Il est suffisamment rare que les critiques s’intéressent au livre de théâtre pour relever cet article, d’autant plus quand les mots posés sur Le Jour de l’ours sont si justes.
Voici l’article original de Nicole Fack.
Le Jour de l’ours
Le tragique contemporain
Une pièce énigmatique. D’abord parce que, s’il s’agit du jour de l’ours, il n’y est jamais question de cet animal. En revanche, ce sont quatre personnes bien humaines et bien présentes et parfaitement actuelles.
Deux jeunes : Rosa et Arthur.
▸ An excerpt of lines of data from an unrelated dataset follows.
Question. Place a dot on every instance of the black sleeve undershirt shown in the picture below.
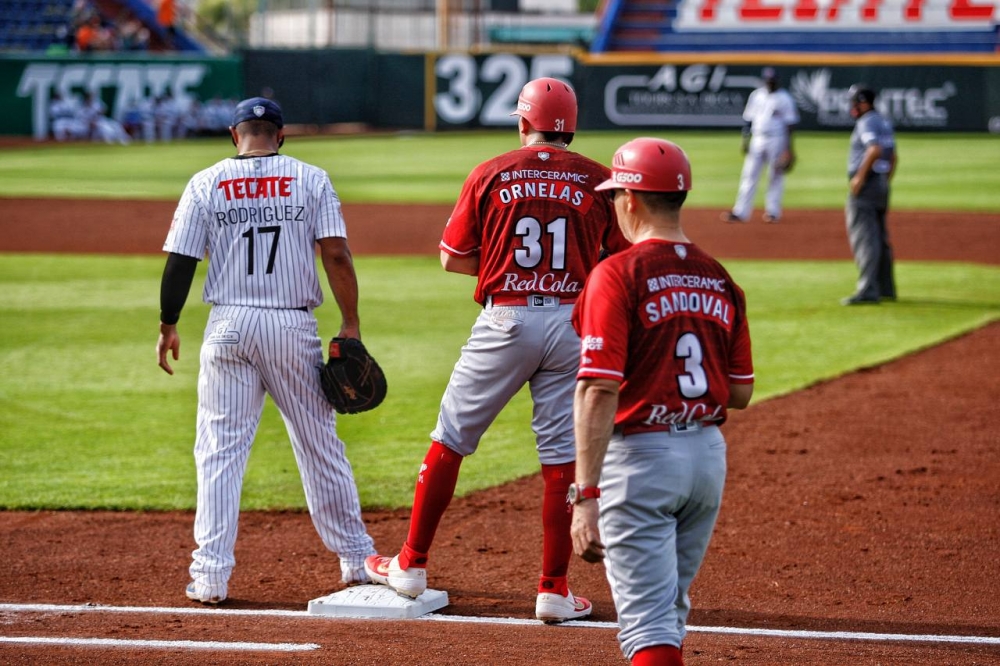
(178, 275)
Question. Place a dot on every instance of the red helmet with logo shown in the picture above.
(548, 104)
(649, 165)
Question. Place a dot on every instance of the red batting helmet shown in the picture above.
(650, 165)
(548, 104)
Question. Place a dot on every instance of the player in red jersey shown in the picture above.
(665, 352)
(531, 226)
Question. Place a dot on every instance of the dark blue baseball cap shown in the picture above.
(258, 108)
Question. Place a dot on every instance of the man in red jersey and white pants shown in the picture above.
(665, 352)
(530, 225)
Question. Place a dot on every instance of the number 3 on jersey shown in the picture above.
(694, 382)
(531, 252)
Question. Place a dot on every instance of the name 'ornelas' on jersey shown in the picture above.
(536, 221)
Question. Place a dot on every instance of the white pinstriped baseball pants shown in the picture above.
(247, 353)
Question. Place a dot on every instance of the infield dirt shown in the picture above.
(865, 504)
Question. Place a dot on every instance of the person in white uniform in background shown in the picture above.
(769, 117)
(259, 216)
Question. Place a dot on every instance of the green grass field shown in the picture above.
(936, 171)
(87, 419)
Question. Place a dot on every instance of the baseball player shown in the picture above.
(531, 227)
(67, 118)
(665, 352)
(259, 216)
(769, 117)
(871, 163)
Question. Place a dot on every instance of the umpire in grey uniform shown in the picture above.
(871, 162)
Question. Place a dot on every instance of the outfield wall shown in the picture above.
(442, 91)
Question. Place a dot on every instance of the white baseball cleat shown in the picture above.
(552, 608)
(203, 594)
(386, 571)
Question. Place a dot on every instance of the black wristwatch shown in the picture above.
(577, 493)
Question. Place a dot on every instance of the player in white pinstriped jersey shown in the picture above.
(259, 217)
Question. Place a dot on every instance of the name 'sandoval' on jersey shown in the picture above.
(668, 322)
(258, 219)
(533, 216)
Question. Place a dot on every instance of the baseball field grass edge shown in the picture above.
(87, 419)
(949, 172)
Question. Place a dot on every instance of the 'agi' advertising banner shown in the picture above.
(943, 98)
(28, 85)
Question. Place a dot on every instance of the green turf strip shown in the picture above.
(950, 172)
(88, 420)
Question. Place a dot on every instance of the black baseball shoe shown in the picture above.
(858, 300)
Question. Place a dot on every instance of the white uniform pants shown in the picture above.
(763, 151)
(508, 348)
(660, 496)
(246, 353)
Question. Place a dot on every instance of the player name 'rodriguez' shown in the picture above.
(256, 188)
(679, 301)
(531, 189)
(548, 283)
(260, 215)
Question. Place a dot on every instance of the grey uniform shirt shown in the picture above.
(871, 129)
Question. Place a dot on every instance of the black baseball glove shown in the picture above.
(352, 380)
(786, 161)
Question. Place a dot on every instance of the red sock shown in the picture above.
(658, 655)
(435, 488)
(557, 545)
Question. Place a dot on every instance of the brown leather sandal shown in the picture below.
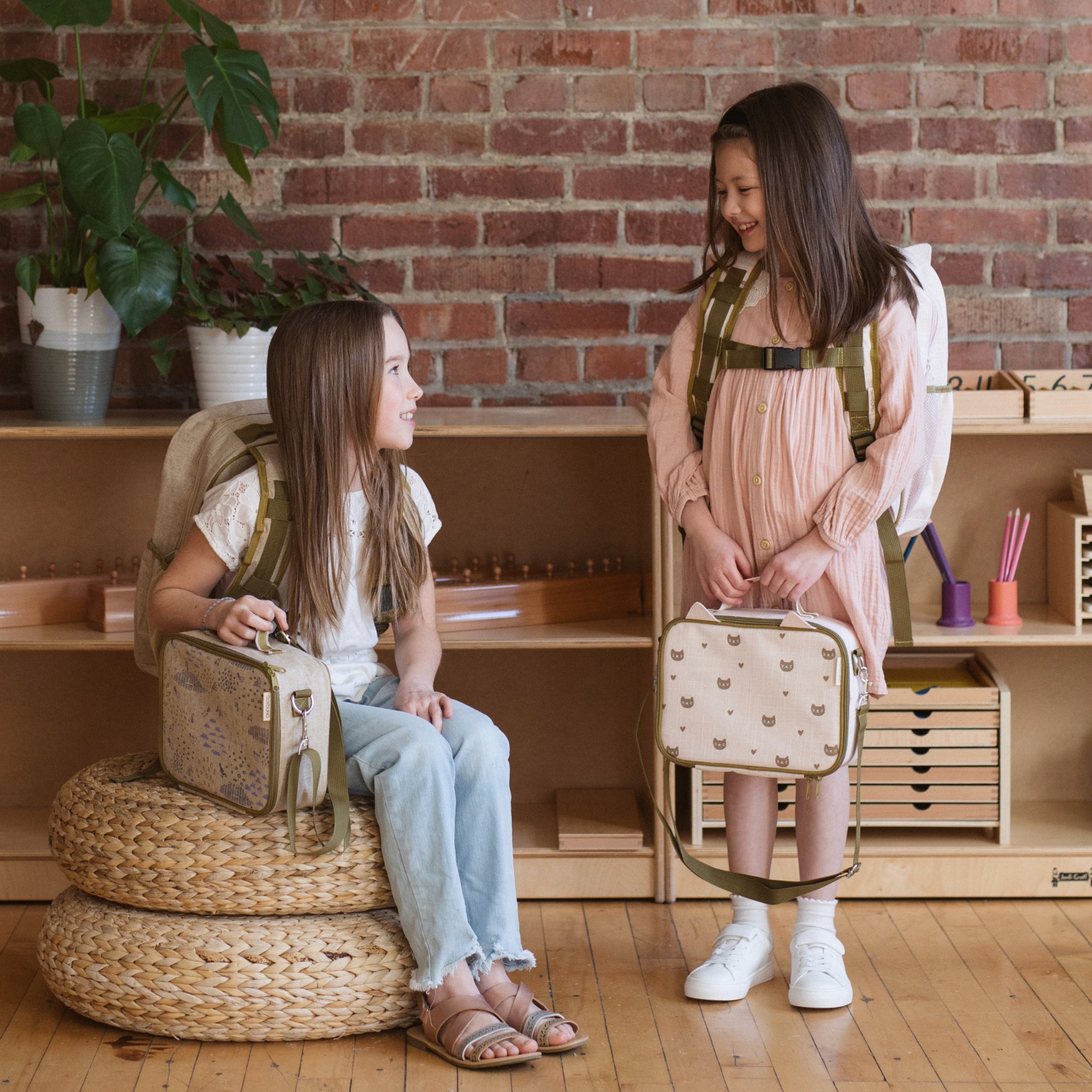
(525, 1012)
(444, 1031)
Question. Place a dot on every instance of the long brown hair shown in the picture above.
(817, 228)
(325, 379)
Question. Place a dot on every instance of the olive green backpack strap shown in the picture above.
(861, 409)
(720, 310)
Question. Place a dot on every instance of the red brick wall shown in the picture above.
(525, 179)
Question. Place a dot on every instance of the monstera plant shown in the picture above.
(94, 175)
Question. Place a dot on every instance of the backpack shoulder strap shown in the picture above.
(720, 310)
(862, 410)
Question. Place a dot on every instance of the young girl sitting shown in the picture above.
(343, 401)
(775, 489)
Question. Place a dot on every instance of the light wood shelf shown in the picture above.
(465, 422)
(611, 634)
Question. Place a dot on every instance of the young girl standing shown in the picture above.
(775, 490)
(343, 402)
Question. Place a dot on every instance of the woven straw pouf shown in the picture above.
(157, 847)
(208, 978)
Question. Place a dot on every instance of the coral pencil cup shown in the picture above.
(1005, 549)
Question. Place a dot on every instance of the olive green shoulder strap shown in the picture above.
(862, 410)
(720, 310)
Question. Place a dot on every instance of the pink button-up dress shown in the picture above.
(777, 461)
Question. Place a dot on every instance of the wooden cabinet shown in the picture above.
(554, 484)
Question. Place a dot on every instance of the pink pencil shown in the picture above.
(1005, 549)
(1016, 557)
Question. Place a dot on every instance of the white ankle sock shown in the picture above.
(750, 912)
(814, 915)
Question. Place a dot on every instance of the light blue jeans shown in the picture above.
(445, 814)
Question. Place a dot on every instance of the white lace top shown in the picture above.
(228, 520)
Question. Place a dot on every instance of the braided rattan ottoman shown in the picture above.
(209, 978)
(153, 846)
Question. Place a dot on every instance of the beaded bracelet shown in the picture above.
(227, 599)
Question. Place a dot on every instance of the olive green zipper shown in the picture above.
(271, 674)
(768, 624)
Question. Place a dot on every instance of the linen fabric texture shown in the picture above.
(228, 520)
(777, 461)
(445, 814)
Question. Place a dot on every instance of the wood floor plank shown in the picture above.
(272, 1067)
(1067, 1003)
(635, 1041)
(692, 1059)
(68, 1055)
(572, 966)
(379, 1062)
(1030, 1020)
(996, 1044)
(221, 1067)
(169, 1066)
(326, 1066)
(946, 1047)
(28, 1036)
(19, 962)
(844, 1049)
(731, 1025)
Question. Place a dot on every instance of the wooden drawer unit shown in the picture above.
(935, 752)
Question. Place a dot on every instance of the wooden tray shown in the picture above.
(978, 395)
(1057, 393)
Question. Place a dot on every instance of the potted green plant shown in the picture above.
(232, 313)
(94, 176)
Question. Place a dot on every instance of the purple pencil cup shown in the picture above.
(956, 606)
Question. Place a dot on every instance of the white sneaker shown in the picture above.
(818, 980)
(743, 957)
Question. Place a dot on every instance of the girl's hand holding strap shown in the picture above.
(720, 561)
(238, 622)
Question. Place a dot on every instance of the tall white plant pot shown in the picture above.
(69, 364)
(229, 369)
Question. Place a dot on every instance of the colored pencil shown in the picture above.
(1016, 560)
(1005, 549)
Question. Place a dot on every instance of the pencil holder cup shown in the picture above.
(956, 606)
(1003, 604)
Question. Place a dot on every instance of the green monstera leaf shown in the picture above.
(138, 279)
(40, 128)
(234, 84)
(70, 13)
(102, 174)
(28, 69)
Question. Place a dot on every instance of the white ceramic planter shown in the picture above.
(229, 369)
(70, 365)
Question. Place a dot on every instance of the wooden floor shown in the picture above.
(952, 995)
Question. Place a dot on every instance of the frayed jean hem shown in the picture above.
(423, 984)
(520, 962)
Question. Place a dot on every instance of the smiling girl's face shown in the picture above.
(739, 194)
(398, 402)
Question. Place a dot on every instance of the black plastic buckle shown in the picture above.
(779, 359)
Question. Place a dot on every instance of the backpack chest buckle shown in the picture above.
(779, 359)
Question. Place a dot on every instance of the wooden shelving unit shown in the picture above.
(501, 478)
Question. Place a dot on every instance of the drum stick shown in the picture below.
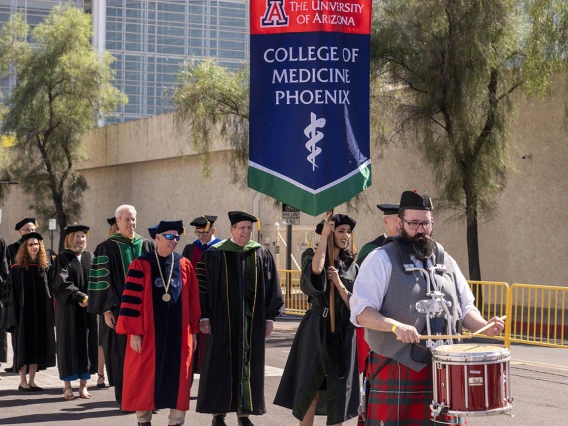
(442, 336)
(491, 324)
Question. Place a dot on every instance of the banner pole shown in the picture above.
(330, 256)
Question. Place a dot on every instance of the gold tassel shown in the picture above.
(352, 242)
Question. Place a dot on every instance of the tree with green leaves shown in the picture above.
(63, 88)
(212, 101)
(454, 66)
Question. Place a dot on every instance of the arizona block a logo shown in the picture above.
(275, 15)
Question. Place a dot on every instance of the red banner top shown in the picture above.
(297, 16)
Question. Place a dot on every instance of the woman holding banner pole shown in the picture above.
(320, 377)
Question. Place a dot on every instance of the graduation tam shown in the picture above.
(204, 221)
(339, 219)
(22, 222)
(35, 235)
(76, 228)
(412, 200)
(236, 217)
(388, 209)
(166, 225)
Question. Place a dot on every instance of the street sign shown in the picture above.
(290, 215)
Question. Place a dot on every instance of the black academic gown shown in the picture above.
(111, 261)
(77, 340)
(3, 283)
(314, 352)
(30, 316)
(239, 291)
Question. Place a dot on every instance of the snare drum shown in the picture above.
(471, 380)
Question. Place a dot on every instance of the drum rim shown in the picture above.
(474, 354)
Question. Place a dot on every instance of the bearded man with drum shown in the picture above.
(390, 283)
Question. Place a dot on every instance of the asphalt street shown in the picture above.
(539, 379)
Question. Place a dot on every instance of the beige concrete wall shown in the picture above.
(145, 163)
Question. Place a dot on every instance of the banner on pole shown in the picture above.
(309, 101)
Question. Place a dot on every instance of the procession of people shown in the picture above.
(160, 317)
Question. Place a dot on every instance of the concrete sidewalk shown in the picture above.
(539, 379)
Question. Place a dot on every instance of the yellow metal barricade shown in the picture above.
(491, 298)
(295, 301)
(538, 315)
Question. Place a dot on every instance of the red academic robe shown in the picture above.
(159, 376)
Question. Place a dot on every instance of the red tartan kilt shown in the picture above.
(400, 396)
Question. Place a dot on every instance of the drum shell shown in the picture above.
(472, 379)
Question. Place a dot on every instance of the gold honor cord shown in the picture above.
(166, 297)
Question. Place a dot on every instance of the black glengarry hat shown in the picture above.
(35, 235)
(166, 225)
(339, 219)
(76, 228)
(22, 222)
(388, 209)
(412, 200)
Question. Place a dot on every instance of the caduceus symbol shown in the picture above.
(315, 136)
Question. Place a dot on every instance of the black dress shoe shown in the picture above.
(218, 421)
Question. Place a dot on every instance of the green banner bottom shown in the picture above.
(312, 202)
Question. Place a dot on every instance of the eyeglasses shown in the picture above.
(414, 225)
(171, 237)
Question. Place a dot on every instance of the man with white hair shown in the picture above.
(111, 261)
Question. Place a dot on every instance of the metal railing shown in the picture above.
(536, 314)
(295, 300)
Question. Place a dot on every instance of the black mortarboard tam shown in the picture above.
(76, 228)
(166, 225)
(388, 209)
(236, 217)
(412, 200)
(204, 221)
(35, 235)
(339, 219)
(22, 222)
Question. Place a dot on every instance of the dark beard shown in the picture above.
(421, 249)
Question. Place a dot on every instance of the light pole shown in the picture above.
(52, 227)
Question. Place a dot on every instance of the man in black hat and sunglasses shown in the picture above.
(160, 314)
(390, 283)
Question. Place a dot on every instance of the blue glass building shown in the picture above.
(150, 39)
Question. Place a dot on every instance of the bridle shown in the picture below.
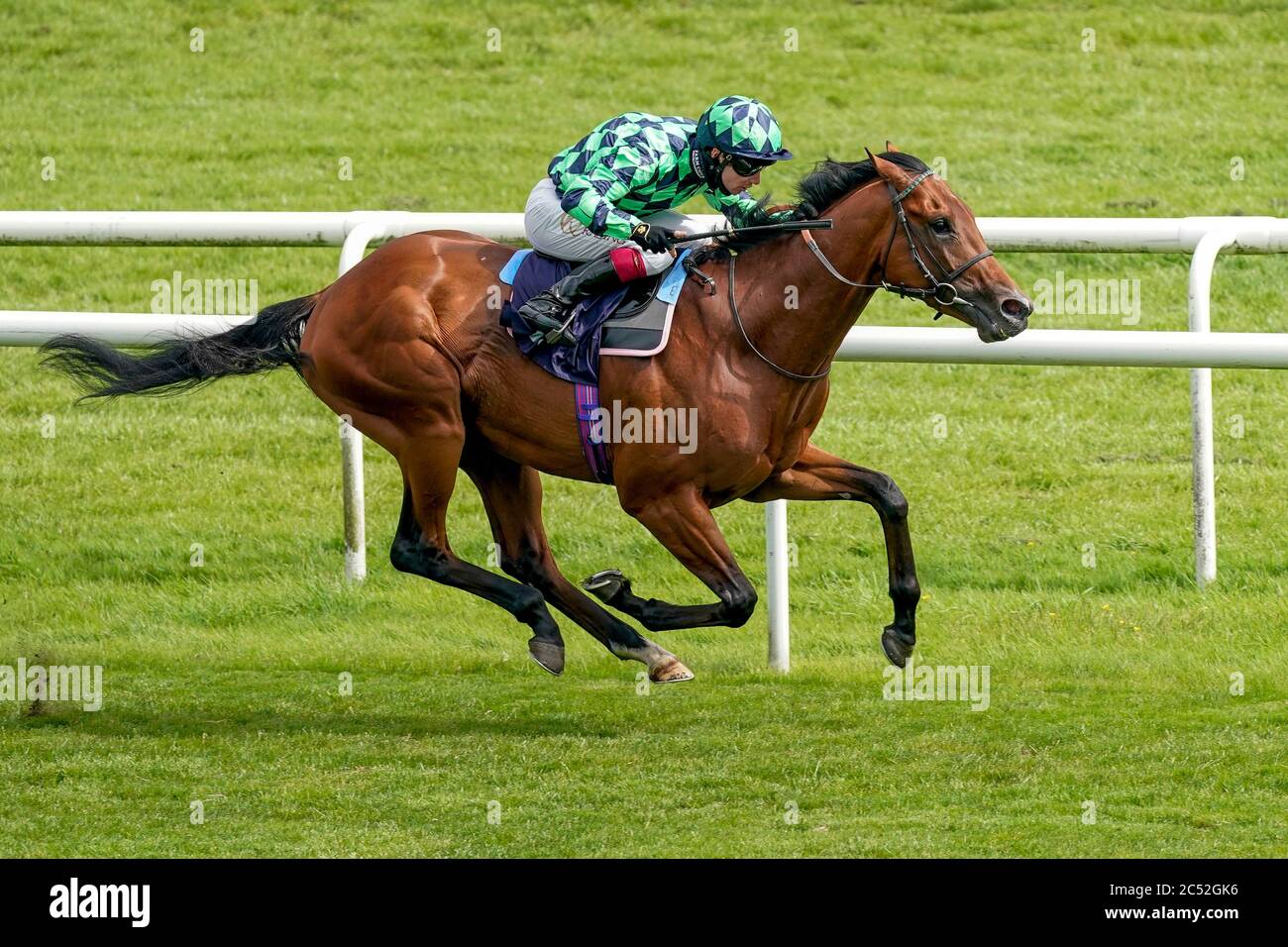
(940, 289)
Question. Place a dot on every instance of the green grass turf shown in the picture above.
(1109, 684)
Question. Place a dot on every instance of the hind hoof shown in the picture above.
(546, 654)
(606, 585)
(896, 647)
(669, 672)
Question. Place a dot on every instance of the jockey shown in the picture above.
(606, 200)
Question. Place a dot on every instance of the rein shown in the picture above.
(941, 290)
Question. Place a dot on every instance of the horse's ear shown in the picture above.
(892, 171)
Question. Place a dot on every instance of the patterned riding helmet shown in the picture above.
(742, 127)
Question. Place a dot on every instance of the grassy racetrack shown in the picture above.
(1109, 684)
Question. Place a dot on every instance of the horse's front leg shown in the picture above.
(820, 475)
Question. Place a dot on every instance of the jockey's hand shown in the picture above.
(656, 239)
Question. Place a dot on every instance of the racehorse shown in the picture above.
(407, 347)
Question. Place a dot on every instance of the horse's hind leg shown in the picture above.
(420, 545)
(683, 523)
(511, 495)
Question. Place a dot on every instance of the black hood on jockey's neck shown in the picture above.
(708, 170)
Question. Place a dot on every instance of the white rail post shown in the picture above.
(1201, 406)
(351, 438)
(776, 583)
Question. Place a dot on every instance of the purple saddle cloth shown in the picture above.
(528, 273)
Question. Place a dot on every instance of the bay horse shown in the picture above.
(406, 346)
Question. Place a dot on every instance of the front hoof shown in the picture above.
(897, 646)
(546, 654)
(669, 672)
(606, 585)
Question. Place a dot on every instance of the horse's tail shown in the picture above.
(269, 341)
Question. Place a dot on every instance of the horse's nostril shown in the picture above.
(1017, 307)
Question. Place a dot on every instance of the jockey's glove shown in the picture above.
(653, 237)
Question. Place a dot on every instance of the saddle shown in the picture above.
(632, 320)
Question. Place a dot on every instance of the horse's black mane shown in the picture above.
(815, 192)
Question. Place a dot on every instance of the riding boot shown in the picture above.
(550, 311)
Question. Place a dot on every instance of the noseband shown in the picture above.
(941, 290)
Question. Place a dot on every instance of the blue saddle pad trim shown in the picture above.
(529, 272)
(513, 266)
(674, 279)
Ils se rencontrent, ils se flairent, ils s’attirent et se craignent.
Deux adultes : Hubert et Marie, visiblement amis. Le premier est l’éducateur de la jeune Rosa, ado problématique, l’autre, est une sorte d’ermite, réfugiée en montagne, suite, on l’apprend assez vite, à la mort de son mari et de sa fille, quelques temps plus tôt.
Plus bas, le village, évoqué par les uns ou les autres, où l’on s’inquiète du sort de cette femme seule, isolée sur sa montagne, dont la voiture est en panne et qui ne descend plus jamais et que tous appellent la nonne. C’est Hubert qui lui monte ses courses; et puis, elle a la nature qui pourvoit à beaucoup de ses besoins. Tout le monde veut aider Marie et Marie n’a nul besoin d’aide.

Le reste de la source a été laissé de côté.